Insights into a Vascular Plant–Fungal Symbiosis

The land invasion by plants more than 500 million years ago was facilitated by the formation of mutualistic symbioses with fungi, through which the earliest plants gained access to mineral nutrients in exchange for photosynthetically fixed carbon (C). It was long hypothesized that this ancient mycorrhiza-like symbiosis was closely related to, and subsequently evolved into, widespread modern-day arbuscular mycorrhizas (AM) formed with plant roots by Glomeromycotina fungi. However, recent molecular, cytological, physiological, and paleobotanical evidence has strongly indicated that early fungal associates were likely to be more diverse than has previously been assumed. It has also been suggested that the globally widespread, arbuscule-forming fine root endophytes (FREs) classified as Glomus tenue (or, more recently, Planticonsortium tenue), which occur across a wide range of vascular plant groups, are closely related to the Mucoromycotina fungal symbionts of nonvascular plants. These findings support the idea that the colonization of Earth’s land masses by plants was facilitated not only by Glomeromycotina AM, but also by possibly more ancient Mucoromycotina fungal symbionts. Lycopodiella inundata, a species found in wet habitats across the northern Hemisphere, is remarkable in apparently being colonized exclusively by Mucoromycotina FRE fungi.

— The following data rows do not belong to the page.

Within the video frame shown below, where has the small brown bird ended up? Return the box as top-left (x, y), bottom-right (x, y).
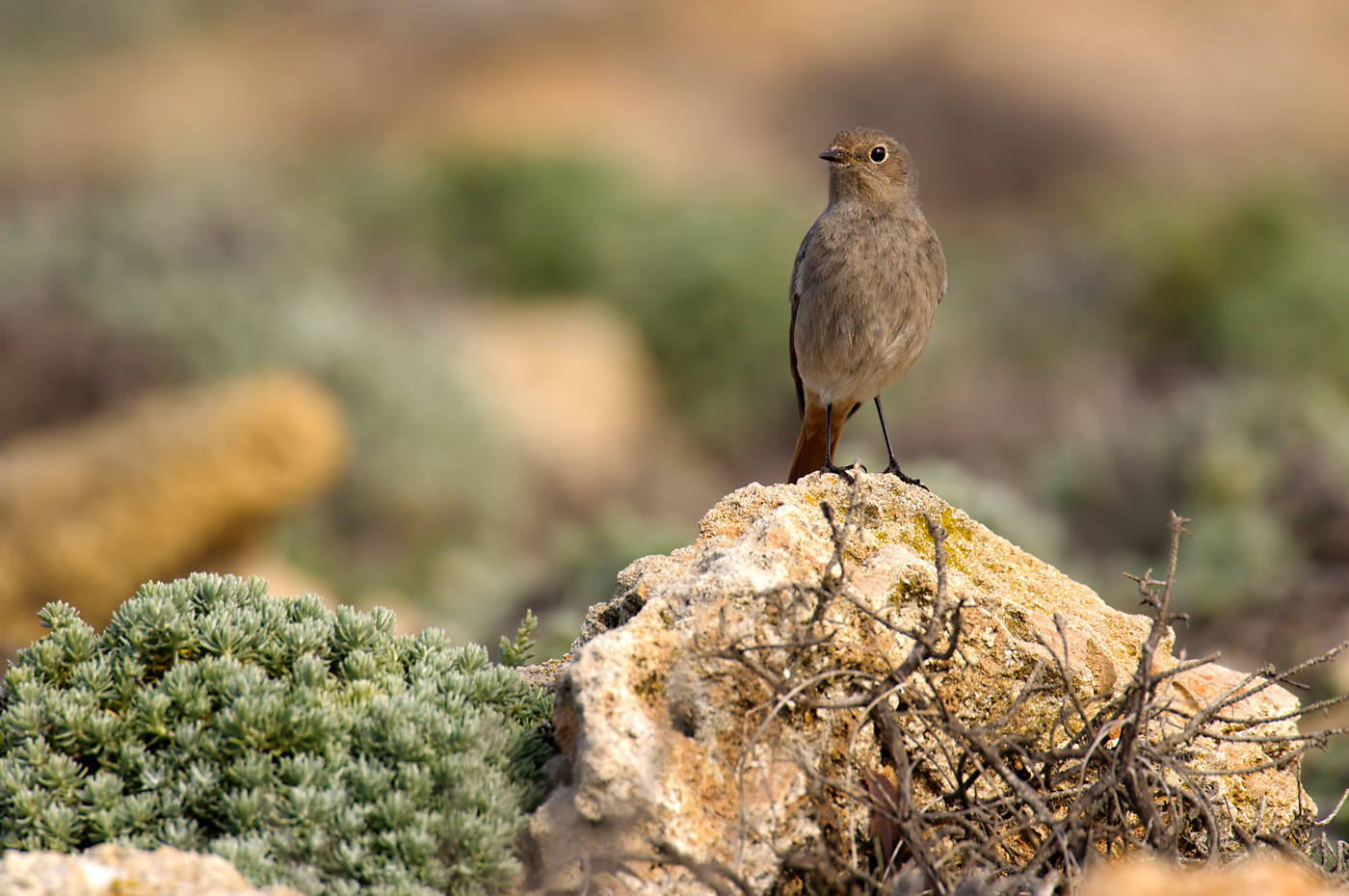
top-left (786, 128), bottom-right (945, 485)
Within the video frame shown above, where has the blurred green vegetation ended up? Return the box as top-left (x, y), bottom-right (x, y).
top-left (408, 156), bottom-right (809, 458)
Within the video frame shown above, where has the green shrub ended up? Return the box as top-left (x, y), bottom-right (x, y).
top-left (0, 575), bottom-right (550, 895)
top-left (415, 155), bottom-right (804, 455)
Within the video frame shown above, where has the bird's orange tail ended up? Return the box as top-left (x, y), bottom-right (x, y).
top-left (786, 395), bottom-right (857, 483)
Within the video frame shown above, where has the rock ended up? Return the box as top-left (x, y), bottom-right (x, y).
top-left (530, 475), bottom-right (1309, 893)
top-left (0, 373), bottom-right (348, 646)
top-left (0, 843), bottom-right (304, 896)
top-left (445, 301), bottom-right (719, 512)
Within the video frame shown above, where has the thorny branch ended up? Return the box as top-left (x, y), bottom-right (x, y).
top-left (699, 490), bottom-right (1349, 896)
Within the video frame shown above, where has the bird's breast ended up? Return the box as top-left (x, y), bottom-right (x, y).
top-left (792, 210), bottom-right (945, 401)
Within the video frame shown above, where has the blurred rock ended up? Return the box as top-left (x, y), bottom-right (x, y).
top-left (0, 373), bottom-right (348, 647)
top-left (0, 843), bottom-right (303, 896)
top-left (530, 475), bottom-right (1309, 893)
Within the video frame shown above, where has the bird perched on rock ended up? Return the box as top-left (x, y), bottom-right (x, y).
top-left (786, 128), bottom-right (945, 485)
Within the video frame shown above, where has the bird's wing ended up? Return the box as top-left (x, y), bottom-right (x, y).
top-left (786, 222), bottom-right (819, 418)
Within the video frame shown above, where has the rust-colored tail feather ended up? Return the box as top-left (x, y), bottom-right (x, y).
top-left (786, 395), bottom-right (858, 485)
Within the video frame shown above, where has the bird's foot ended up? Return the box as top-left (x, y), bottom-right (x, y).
top-left (881, 461), bottom-right (932, 491)
top-left (820, 461), bottom-right (866, 486)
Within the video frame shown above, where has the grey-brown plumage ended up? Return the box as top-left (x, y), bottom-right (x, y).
top-left (788, 128), bottom-right (945, 482)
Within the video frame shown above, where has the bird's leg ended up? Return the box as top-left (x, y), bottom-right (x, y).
top-left (820, 404), bottom-right (853, 486)
top-left (874, 395), bottom-right (932, 491)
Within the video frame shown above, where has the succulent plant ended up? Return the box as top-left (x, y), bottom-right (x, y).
top-left (0, 575), bottom-right (552, 896)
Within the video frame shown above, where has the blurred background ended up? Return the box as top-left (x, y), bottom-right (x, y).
top-left (0, 0), bottom-right (1349, 803)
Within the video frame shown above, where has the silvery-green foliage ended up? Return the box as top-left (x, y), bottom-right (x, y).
top-left (0, 575), bottom-right (550, 896)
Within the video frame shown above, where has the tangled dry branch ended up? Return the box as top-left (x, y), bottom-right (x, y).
top-left (715, 483), bottom-right (1349, 896)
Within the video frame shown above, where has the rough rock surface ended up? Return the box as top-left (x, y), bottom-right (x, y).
top-left (532, 475), bottom-right (1306, 893)
top-left (0, 373), bottom-right (348, 647)
top-left (0, 843), bottom-right (304, 896)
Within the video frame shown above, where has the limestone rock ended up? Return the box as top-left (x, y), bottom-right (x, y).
top-left (532, 475), bottom-right (1309, 893)
top-left (0, 843), bottom-right (304, 896)
top-left (0, 373), bottom-right (348, 646)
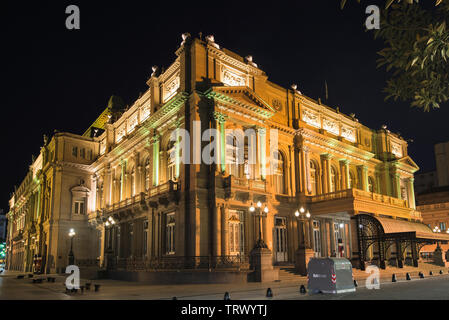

Therefore, L. inundata provides a unique opportunity to dissect the symbiotic function of FREs in a vascular plant.  In the course of studying C-for-N exchange between L. inundata and Mucoromycotina (Endogonales) FRE fungi, Hoysted et al. (10.1104/pp.19.00729) made the interesting discovery that the same fungal symbionts colonize neighboring nonvascular and flowering plants. These findings fundamentally change our understanding of the physiology, interrelationships, and ecology of underground plant–fungal symbioses in modern terrestrial ecosystems by revealing the nutritional role of Mucoromycotina fungal symbionts in vascular plants.